Huang Wenjin, Wu Huangtao, Chen Qingkun, Luo Conghui, Zeng Shihao, Li Tianrui, Huang Yihua
IEEE Trans Neural Netw Learn Syst. 2022 Aug;33(8):4069-4083. doi: 10.1109/TNNLS.2021.3055814. Epub 2022 Aug 3.
The field-programmable gate array (FPGA)-based CNN hardware accelerator adopting single-computing-engine (CE) architecture or multi-CE architecture has attracted great attention in recent years. The actual throughput of the accelerator is also getting higher and higher but is still far below the theoretical throughput due to the inefficient computing resource mapping mechanism and data supply problem, and so on. To solve these problems, a novel composite hardware CNN accelerator architecture is proposed in this article. To perform the convolution layer (CL) efficiently, a novel multiCE architecture based on a row-level pipelined streaming strategy is proposed. For each CE, an optimized mapping mechanism is proposed to improve its computing resource utilization ratio and an efficient data system with continuous data supply is designed to avoid the idle state of the CE. Besides, to relieve the off-chip bandwidth stress, a weight data allocation strategy is proposed. To perform the fully connected layer (FCL), a single-CE architecture based on a batch-based computing method is proposed. Based on these design methods and strategies, visual geometry group network-16 (VGG-16) and ResNet-101 are both implemented on the XC7VX980T FPGA platform. The VGG-16 accelerator consumed 3395 multipliers and got the throughput of 1 TOPS at 150 MHz, that is, about 98.15% of the theoretical throughput ( 2 ×3395 ×150 MOPS). Similarly, the ResNet-101 accelerator achieved 600 GOPS at 100 MHz, about 96.12% of the theoretical throughput ( 2 ×3121 ×100 MOPS).

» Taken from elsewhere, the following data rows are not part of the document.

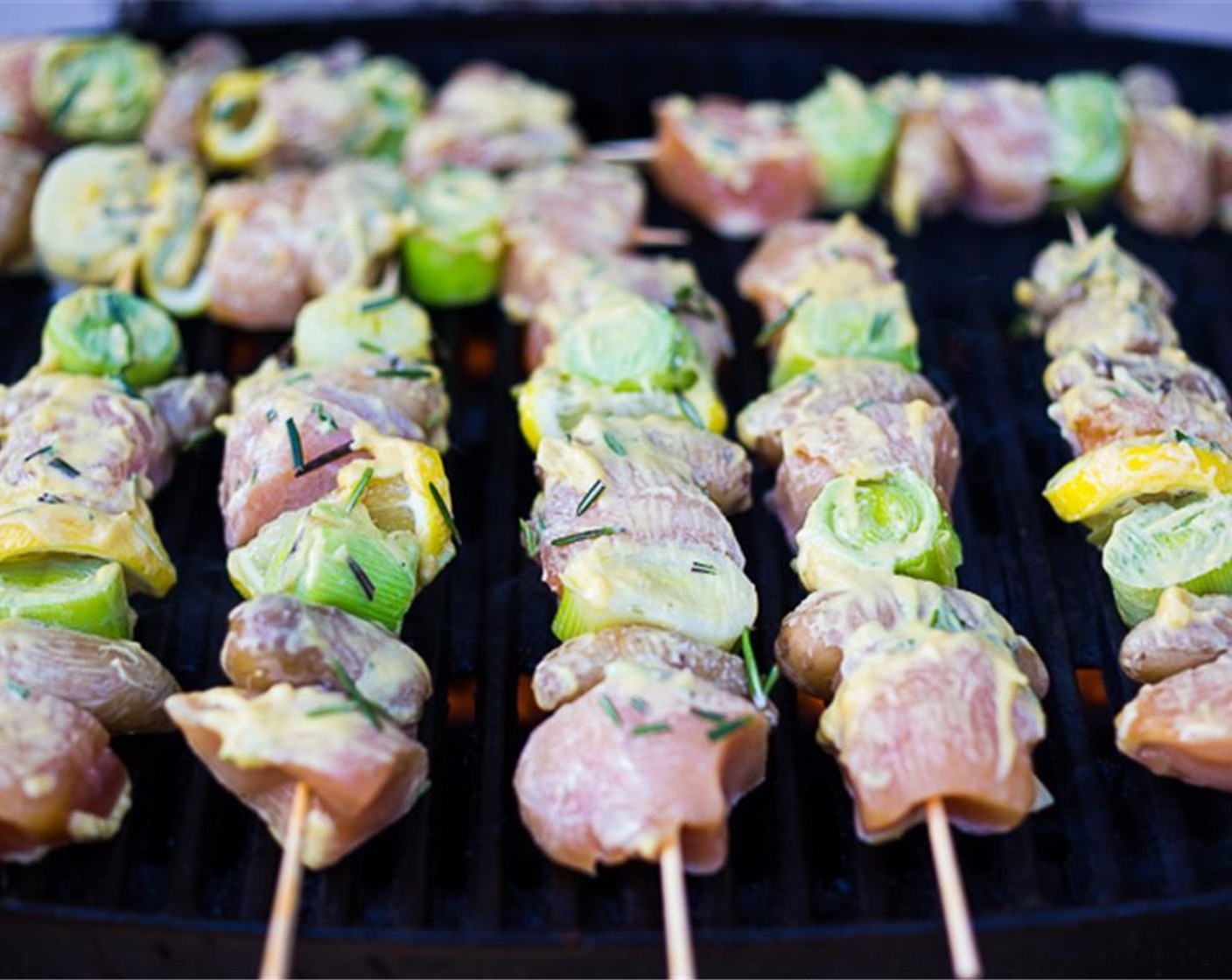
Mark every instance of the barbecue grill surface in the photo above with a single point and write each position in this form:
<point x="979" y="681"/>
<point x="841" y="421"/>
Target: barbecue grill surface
<point x="1126" y="874"/>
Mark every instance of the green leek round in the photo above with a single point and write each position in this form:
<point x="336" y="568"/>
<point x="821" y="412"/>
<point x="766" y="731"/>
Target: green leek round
<point x="1089" y="142"/>
<point x="81" y="594"/>
<point x="693" y="591"/>
<point x="892" y="524"/>
<point x="111" y="334"/>
<point x="97" y="88"/>
<point x="453" y="256"/>
<point x="851" y="136"/>
<point x="329" y="555"/>
<point x="1161" y="545"/>
<point x="876" y="326"/>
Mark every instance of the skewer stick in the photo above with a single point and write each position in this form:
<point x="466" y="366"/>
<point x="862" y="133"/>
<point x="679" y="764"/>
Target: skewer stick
<point x="676" y="913"/>
<point x="667" y="237"/>
<point x="1078" y="233"/>
<point x="624" y="150"/>
<point x="963" y="953"/>
<point x="280" y="937"/>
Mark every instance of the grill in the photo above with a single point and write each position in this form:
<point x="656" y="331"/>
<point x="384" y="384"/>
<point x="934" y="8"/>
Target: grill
<point x="1126" y="874"/>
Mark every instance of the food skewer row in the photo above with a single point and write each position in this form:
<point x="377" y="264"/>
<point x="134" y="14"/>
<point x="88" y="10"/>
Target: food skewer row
<point x="933" y="700"/>
<point x="338" y="509"/>
<point x="90" y="434"/>
<point x="1151" y="480"/>
<point x="998" y="148"/>
<point x="657" y="729"/>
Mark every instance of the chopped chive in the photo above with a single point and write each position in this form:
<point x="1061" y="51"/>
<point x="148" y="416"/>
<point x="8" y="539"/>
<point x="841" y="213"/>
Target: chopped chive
<point x="586" y="536"/>
<point x="610" y="709"/>
<point x="772" y="329"/>
<point x="689" y="412"/>
<point x="591" y="496"/>
<point x="359" y="488"/>
<point x="298" y="448"/>
<point x="381" y="302"/>
<point x="362" y="704"/>
<point x="325" y="458"/>
<point x="66" y="467"/>
<point x="727" y="727"/>
<point x="410" y="374"/>
<point x="444" y="514"/>
<point x="370" y="591"/>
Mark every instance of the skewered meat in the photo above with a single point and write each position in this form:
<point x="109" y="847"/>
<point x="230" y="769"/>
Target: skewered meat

近年来,基于现场可编程门阵列(FPGA)的采用单计算引擎(CE)架构或多CE架构的卷积神经网络(CNN)硬件加速器备受关注。由于计算资源映射机制效率低下和数据供应问题等,加速器的实际吞吐量越来越高,但仍远低于理论吞吐量。为了解决这些问题,本文提出了一种新颖的复合硬件CNN加速器架构。为了高效执行卷积层(CL),提出了一种基于行级流水线流策略的新颖多CE架构。对于每个CE,提出了一种优化的映射机制以提高其计算资源利用率,并设计了一种具有连续数据供应的高效数据系统以避免CE的空闲状态。此外,为了缓解片外带宽压力,提出了一种权重数据分配策略。为了执行全连接层(FCL),提出了一种基于批量计算方法的单CE架构。基于这些设计方法和策略,视觉几何组网络16(VGG-16)和ResNet-101都在XC7VX980T FPGA平台上实现。VGG-16加速器消耗3395个乘法器,在150 MHz时吞吐量为1 TOPS,即约为理论吞吐量(2×3395×150 MOPS)的98.15%。同样,ResNet-101加速器在100 MHz时实现了600 GOPS,约为理论吞吐量(2×3121×100 MOPS)的96.12%。